Protesters gather in Back Bay, calling for the removal of the fence around the county park


A small but vocal group of protesters gathered Thursday night in Newport Beach’s Back Bay, waving signs and calling for the removal of a fence surrounding county-owned land that was nearly sold to a political donor local last year — if it hadn’t been for the intervention of residents and Orange County Supervisor Katrina Foley.

The issue centers on the proposed 2021 sale of a 0.32 acre park parcel to Buck Johns, whose private property adjoins the parcel in Upper Newport Bay, for an estimated $13,000 . Although the deal ultimately did not go through, its process and consequences have come under intense scrutiny by a county grand jury and, more recently, the state Coastal Commission.

Although the land remains county property, a fence still stands around the plot, and in declining to remove the fence after Johns’ attorney sent a letter threatening legal action, county officials “relented inappropriately”. [the parcel] for private use,” according to the Orange County grand jury report released in June.

Protesters put up signs on a fence to demonstrate against the proposed and failed sale of property to a political donor in the Upper Newport Bay Ecological Reserve.

(James Carbone)

Thursday’s protesters carried signs reading ‘Make our park public’ and ‘Take down the fence’ as they stood at the corner of Mesa and Upper Bay drives.

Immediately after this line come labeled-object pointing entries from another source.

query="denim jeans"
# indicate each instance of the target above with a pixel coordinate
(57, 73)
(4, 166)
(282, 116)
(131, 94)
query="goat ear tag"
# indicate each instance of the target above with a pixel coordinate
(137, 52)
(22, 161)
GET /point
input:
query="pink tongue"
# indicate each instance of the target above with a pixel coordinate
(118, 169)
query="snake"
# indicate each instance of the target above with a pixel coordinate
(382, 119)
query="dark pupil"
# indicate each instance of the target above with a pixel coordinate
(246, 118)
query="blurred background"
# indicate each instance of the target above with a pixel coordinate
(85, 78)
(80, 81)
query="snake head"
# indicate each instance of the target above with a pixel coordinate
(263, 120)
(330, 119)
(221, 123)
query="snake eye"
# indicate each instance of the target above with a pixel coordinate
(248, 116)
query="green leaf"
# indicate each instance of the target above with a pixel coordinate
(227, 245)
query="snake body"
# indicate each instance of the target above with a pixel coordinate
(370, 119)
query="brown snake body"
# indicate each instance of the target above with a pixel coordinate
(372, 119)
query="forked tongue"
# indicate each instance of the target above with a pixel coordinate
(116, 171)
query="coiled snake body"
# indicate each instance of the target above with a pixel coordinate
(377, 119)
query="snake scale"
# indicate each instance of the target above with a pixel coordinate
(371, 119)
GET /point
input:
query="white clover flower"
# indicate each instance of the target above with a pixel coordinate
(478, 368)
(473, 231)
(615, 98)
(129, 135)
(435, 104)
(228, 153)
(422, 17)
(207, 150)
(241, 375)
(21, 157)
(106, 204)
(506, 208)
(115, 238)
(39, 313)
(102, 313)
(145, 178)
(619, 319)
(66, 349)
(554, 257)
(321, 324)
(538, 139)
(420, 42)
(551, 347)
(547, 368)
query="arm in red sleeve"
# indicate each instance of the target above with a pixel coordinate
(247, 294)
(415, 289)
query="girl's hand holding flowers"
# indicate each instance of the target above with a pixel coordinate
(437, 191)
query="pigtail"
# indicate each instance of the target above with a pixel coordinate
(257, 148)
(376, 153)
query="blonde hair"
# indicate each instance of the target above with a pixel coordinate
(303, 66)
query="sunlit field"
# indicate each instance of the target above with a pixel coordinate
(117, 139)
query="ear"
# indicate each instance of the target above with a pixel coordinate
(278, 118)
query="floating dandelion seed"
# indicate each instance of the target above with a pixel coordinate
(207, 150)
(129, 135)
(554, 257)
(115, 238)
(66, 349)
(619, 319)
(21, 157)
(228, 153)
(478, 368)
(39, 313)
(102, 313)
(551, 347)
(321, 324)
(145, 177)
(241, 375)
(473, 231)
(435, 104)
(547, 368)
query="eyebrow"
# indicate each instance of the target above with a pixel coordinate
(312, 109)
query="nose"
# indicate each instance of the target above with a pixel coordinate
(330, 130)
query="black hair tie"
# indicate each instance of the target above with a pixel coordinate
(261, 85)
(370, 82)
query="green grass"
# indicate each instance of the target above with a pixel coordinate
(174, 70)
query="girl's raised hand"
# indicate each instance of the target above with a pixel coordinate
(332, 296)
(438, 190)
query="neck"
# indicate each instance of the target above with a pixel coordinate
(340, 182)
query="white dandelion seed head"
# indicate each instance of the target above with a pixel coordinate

They were sometimes greeted by honks of support and bystanders on foot who took a sign and joined the protest just outside Johns’ house.

The group then marched to the fence at the back of Johns’ property, attaching signs to it with zip ties and evoking references to the Berlin Wall, with one shouting, “Mr. Gorbachev – I mean, Buck, tear down that fence!

In August, the state Coastal Commission sent a letter to county officials saying the fence is in violation of coastal law. In the letter, District Law Enforcement Officer Nicholas Tealer noted the grand jury report’s recommendations and said the state agency supports removal of the fence and any other encroachments.

Tealer said the fence is considered a development “inconsistent with Coastal Law public access policies and a violation of Coastal Law and [local coastal plan’s] permit requirements.

Demonstrators march to the site of the fence to demonstrate against the proposed and failed sale.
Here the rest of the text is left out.